I asked a question about something in the article concerning EMIB's bump pitch, which it turns out I had misunderstood, but I also reasonably stated that Agilex was disclosed to use EMIB 2, which was slated to reduce the bump pitch from 55um to 35um, one-upping TSMC's 40um. (Later on, I also said that we're not really comparison apples to apples, since EMIB isn't an interposer.)

However, I got the surprising response that Agilex "doesn't exist", changing the discussion to a discussion about "when can you say something is real", since a product undergoes multiple stages from research to production (and clearly, Agilex is in initial production, proving that EMIB 2 is real).

However, while I was accused of "moving the goalposts", I was instead redirected to an earlier discussion, where Ian Cutress said he wanted to see "high-powered" dies connected to each other (I am not sure why that was suddenly relevant, so I simply pointed out that Agilex is quite high-powered already, and can be paired with custom silicon such as eASIC's), and also called in question the relevancy of that question.

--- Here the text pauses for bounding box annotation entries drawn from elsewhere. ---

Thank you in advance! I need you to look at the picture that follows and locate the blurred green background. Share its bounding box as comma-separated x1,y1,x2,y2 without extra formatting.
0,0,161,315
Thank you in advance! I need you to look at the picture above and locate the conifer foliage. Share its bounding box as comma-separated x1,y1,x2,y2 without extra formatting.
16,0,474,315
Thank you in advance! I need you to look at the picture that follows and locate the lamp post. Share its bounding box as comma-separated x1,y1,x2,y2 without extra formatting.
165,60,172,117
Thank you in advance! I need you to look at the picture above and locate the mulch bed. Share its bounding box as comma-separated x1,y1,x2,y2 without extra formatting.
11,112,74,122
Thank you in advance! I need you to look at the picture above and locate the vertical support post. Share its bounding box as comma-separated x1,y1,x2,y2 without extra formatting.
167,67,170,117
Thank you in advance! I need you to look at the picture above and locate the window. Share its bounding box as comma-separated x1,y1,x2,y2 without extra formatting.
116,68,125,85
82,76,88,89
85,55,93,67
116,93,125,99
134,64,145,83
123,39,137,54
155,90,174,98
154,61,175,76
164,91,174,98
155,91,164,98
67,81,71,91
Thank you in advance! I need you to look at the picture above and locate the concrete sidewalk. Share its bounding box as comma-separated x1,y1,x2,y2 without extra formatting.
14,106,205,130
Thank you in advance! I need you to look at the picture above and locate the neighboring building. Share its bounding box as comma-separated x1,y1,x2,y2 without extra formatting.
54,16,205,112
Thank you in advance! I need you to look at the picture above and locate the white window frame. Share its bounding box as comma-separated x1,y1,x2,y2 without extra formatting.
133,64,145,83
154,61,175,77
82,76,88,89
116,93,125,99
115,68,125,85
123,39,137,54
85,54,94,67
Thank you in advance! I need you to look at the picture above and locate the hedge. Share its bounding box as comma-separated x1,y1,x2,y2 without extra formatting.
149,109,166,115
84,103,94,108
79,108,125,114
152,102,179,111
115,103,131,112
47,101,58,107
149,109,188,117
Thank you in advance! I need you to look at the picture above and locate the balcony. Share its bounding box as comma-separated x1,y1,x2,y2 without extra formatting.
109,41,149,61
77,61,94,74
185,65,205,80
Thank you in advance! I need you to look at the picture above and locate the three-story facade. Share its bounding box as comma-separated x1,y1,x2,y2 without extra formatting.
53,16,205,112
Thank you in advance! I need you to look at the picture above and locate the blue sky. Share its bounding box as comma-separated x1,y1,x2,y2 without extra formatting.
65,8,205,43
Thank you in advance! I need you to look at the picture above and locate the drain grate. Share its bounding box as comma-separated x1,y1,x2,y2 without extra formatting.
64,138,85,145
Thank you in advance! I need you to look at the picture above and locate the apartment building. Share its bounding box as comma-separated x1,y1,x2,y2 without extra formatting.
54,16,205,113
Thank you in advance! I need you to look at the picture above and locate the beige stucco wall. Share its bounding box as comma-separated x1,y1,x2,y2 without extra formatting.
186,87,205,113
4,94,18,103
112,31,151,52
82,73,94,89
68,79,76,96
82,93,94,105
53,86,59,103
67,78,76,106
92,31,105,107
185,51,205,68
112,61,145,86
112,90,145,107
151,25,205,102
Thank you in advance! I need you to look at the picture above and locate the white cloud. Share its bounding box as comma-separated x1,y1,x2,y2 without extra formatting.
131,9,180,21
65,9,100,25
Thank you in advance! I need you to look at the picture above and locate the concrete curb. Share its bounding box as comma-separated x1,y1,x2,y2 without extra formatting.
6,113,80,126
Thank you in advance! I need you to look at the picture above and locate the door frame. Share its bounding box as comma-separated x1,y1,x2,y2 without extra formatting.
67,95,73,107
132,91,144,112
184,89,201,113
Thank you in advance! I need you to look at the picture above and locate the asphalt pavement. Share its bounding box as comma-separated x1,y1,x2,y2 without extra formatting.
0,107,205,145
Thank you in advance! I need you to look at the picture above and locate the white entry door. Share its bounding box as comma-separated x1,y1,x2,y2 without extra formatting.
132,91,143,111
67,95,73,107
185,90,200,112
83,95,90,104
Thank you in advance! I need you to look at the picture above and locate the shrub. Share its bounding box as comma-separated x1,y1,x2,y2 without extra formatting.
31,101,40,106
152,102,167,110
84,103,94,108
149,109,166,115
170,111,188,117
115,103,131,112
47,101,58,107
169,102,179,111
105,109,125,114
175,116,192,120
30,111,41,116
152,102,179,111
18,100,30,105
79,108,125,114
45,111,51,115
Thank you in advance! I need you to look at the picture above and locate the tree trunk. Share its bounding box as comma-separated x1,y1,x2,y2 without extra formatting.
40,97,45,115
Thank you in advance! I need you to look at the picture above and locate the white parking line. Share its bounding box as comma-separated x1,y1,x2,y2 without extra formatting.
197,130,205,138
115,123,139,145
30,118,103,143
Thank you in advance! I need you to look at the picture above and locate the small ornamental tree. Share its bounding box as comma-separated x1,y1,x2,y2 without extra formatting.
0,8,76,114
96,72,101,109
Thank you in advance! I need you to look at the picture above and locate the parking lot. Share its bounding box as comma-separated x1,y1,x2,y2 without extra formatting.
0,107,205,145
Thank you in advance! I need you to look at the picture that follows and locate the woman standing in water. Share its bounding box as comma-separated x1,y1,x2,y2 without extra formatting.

So a discussion/question for clarification about bump pitches moved into a discussion about what sort of dies EMIB can connect, with Ian asking for proof for that. I 'cleverly' pointed out that Intel can't proof that since such products weren't on the roadmap for 2019.

---

So summing up the discussion:
  • Technical comparison of EMIB vs. CoWoS, including bump pitches, cost, advantages of EMIB over interposer, etc.
  • EMIB (2) in Agilex
  • What dies can EMIB connect? Proof of high-powered dies?
Summing up the facts:
  • EMIB shipping in Stratix 10 and Kaby Lake-G for years now
  • EMIB can have >20k bumps at 2Gbs, delivering well over 4TB/s; while CoWoS is 8Gbps, the disadvantage of higher rate is more complicated I/O circuits, EMIB uses simple I/O circuits
  • EMIB 2 (first seen in Agilex) reduces bump pitch from 55um to 35um, and 10um in the lab (note: 45um was shown on slide in Investor Meeting, not sure which EMIB version that referred to...)
  • Foveros = 36um bump pitch (in production with Lakefield by end of the year)
  • CoWoS = 40um bump pitch
  • Foveros, Intel's active interposer technology for 3D stacking, can handle up to 1kW power delivery
  • Power consumption: PCIe = 20pJ/bit, Infinity Fabric/package = 2pJ/bit die-to-die, CoWoS = 0.56pJ/bit, EMIB = 0.30pJ/bit, Foveros = 0.15pJ/bit, on-die = 0.1pJ/bit
Further about EMIB:
  • EMIB connections shipping: FGPA-Transceiver, FPGA-HBM, GPU-HBM
  • Also possible: Logic, ASIC, eASIC, RF, etc.
  • Intel claimed: splitting Xeon (= "high-powered") dies on 10nm++, Agilex can handle all sorts of chiplets including custom compute, Naveen Rao also came in and confirmed usage with Nervana
  • EMIB rumored: Arctic Sounds to use 2-4 GPU chiplets
  • EMIB leaked: Rocket Lake to use 14nm and 10nm graphics chiplets
  • Intel showed on Powerpoint (quote: David Schor):
"Compared to the single integrated circuit on the left, the product on the right consists of many xPUs on different process technologies optimized for their specific use-case. Those chips are then integrated onto a single package using 2D and 3D integration technologies such as EMIB and Foveros. For Intel, this means new technologies and capabilities can be developed independently and intercepted much earlier. Up to 2 years earlier according to Renduchintala. He added that compared to multi-chip packaging, “Foveros enables up to 10x increase in interconnect bandwidth while reducing the interconnect power by 6x at the same time.” One interesting remark made by Renduchintala is that this approach will allow Intel to selectively outsource various IPs that do help with product differentiation.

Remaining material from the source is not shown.